Da non molto abbiamo raggiunto la spiaggia del fiume Trebbia. È stupendo qui. Sembra di essere in un paradiso. L'acqua limpida. Quelle pareti rocciose e alberi che circondano l'area. Tutti gli altri sono nel fiume. Che ridono, parlano e scherzano. Io invece sono sull'argine. Seduta e rannicchiata a riccio. Non mi sento triste. In realtà per la testa non mi passa alcun pensiero. Mi sento così estraniata da tutto quello che mi succede attorno. Eppure non voglio sentimi neanche felice. Contenta di questa opportunità che mi è stata concessa.

Più di una volta qualcuno è venuta a parlarmi. Di spronarmi. Di buttarmi nell'acqua. E io no. Gli dicevo di no. Senza degnargli di uno sguardo. E nel frattempo la voragine continuava a propagarsi inesorabilmente per tutta la gabbia toracica. E intanto il tempo passava, inesorabilmente. Non mi sono neanche resa conto che si era già fatto buio. Non sapevo spiegarmi di questo mio malessere. Non mi sentivo triste. Neanche felice. Eppure ero apatica. Non mi fregava assolutamente niente di tutto ciò che mi circondava.

Poi quella domanda postami dalla mia educatrice preferita:

«Perché non ti senti felice? Che cosa ti rende così triste? Perché non hai voluto giocare con gli altri?» e quella carezza sulla guancia. E senza neanche rendermene conto il mio viso cominciò a rigarsi di infinite lacrime. Senza neanche un motivo. Eppure mi sentivo colpita e affondata. Qualcuno per la prima volta ha capito il mio problema. Ciò che mi faceva soffrire. La mia debolezza. E per la prima volta mi senti sollevata. Dire tutte quelle cose che mi crucciavano. Che mi facevano sprofondare nell'abisso. E così piansi. Piansi davvero un sacco. Mentre le dicevo dei miei. Di come mi sentivo e che volevo farla finita. Mi senti felice. Come mai in vita mia. Piangevo. E continuavo a piangere. Ma questa volta con il cuore libero. Senza voragine.

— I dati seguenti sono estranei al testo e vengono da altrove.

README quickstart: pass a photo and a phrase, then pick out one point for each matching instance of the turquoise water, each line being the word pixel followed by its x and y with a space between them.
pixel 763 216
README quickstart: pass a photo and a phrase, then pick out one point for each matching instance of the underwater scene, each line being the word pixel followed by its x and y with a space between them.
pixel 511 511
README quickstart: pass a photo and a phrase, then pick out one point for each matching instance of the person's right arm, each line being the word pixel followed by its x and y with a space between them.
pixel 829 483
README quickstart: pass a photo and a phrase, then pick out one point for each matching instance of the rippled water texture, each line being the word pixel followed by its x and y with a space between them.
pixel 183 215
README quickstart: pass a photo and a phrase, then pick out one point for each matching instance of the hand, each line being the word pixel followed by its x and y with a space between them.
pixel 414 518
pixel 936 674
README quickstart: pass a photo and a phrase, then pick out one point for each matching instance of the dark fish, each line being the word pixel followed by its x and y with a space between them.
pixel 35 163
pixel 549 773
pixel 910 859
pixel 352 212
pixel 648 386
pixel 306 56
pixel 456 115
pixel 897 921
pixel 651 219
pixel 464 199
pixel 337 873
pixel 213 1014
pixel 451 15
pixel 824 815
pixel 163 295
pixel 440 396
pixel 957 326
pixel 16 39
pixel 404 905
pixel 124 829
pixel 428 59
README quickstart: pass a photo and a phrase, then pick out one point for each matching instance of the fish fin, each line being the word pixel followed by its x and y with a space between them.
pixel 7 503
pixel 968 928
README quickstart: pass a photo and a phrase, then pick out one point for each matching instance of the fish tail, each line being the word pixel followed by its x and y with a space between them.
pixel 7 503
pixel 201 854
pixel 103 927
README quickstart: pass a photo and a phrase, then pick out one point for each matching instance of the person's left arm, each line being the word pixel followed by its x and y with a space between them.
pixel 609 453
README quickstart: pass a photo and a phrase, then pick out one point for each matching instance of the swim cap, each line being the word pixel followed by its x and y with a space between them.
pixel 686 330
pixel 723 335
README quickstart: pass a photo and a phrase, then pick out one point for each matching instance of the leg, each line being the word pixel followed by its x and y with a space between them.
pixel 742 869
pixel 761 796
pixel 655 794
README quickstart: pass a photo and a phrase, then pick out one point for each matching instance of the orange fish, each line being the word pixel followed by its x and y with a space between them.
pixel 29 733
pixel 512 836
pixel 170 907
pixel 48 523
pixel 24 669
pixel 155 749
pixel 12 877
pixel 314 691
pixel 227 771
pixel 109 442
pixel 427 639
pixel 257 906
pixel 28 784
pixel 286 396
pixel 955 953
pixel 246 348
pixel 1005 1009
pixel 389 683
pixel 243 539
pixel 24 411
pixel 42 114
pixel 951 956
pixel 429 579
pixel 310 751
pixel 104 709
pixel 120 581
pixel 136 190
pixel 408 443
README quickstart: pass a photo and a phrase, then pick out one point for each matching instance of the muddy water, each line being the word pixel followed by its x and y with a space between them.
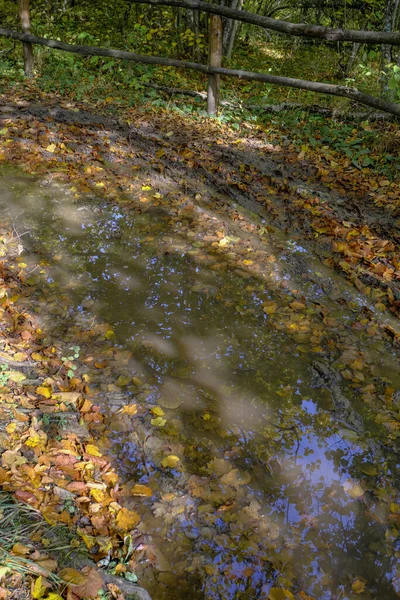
pixel 282 420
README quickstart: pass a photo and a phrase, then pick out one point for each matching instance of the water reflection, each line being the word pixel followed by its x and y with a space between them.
pixel 273 487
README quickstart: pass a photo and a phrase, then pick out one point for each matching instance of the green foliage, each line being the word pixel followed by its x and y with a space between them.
pixel 394 81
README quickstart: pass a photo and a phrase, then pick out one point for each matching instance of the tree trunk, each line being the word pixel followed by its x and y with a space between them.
pixel 387 27
pixel 230 29
pixel 27 46
pixel 298 29
pixel 351 61
pixel 232 40
pixel 312 86
pixel 215 58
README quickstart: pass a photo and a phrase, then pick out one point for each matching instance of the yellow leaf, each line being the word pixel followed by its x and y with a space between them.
pixel 353 489
pixel 141 490
pixel 36 438
pixel 98 495
pixel 129 409
pixel 127 519
pixel 280 594
pixel 158 422
pixel 123 380
pixel 170 461
pixel 92 450
pixel 89 540
pixel 16 376
pixel 43 391
pixel 358 586
pixel 270 307
pixel 38 589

È stato un momento triste. Non mi sono mai sfogata così tanto. Con un puro estraneo per giunta. Che non facesse parte della mia famiglia.

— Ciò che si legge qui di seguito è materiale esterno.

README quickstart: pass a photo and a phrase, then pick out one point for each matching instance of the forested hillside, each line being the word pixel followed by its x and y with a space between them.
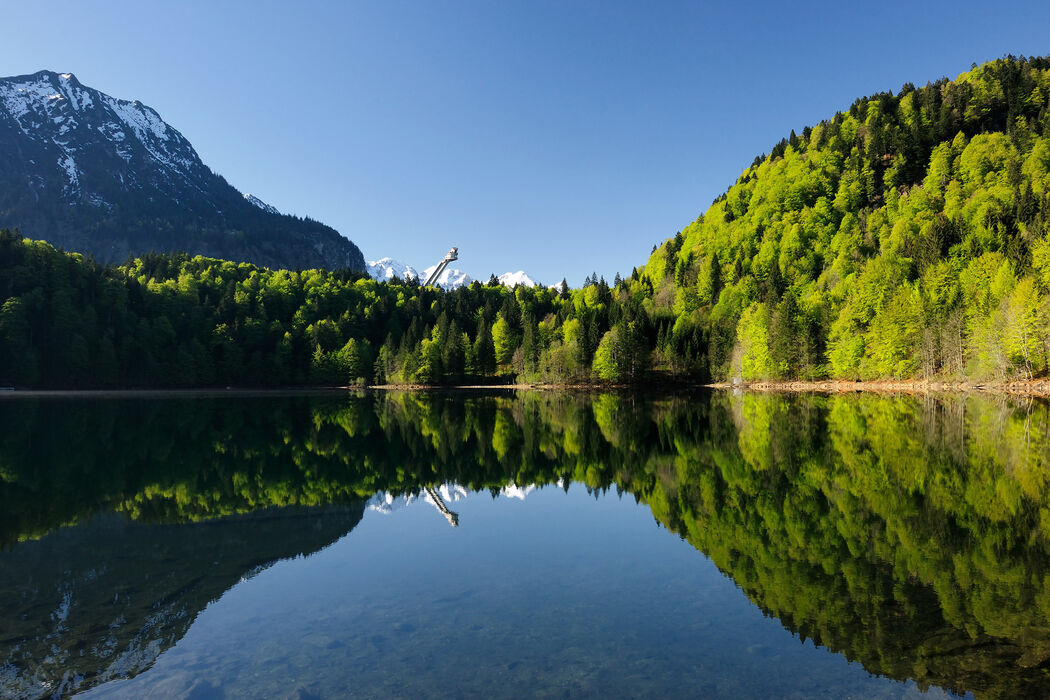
pixel 180 321
pixel 906 237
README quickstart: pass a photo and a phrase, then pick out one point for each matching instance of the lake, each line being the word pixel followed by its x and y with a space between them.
pixel 524 545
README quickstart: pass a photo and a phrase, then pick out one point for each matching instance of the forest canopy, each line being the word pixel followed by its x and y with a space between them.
pixel 905 237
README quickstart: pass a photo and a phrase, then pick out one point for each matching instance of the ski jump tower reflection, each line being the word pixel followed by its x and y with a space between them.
pixel 449 256
pixel 439 503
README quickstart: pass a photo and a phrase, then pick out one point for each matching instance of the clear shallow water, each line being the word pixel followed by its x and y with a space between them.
pixel 760 547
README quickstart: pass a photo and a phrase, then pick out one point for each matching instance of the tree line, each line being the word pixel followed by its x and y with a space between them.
pixel 182 321
pixel 906 237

Ma a dir la verità è stato anche bello quel momento. Educativo. Perché ho capito finalmente le mie paure. I miei dolori e ciò che può rendere triste e felice allo stesso tempo.

Sì. Quel giorno è stato il più bello della mia vita. Perché finalmente capì l'origine dei miei dolori. Ciò che mi faceva star male in quanto un essere umano.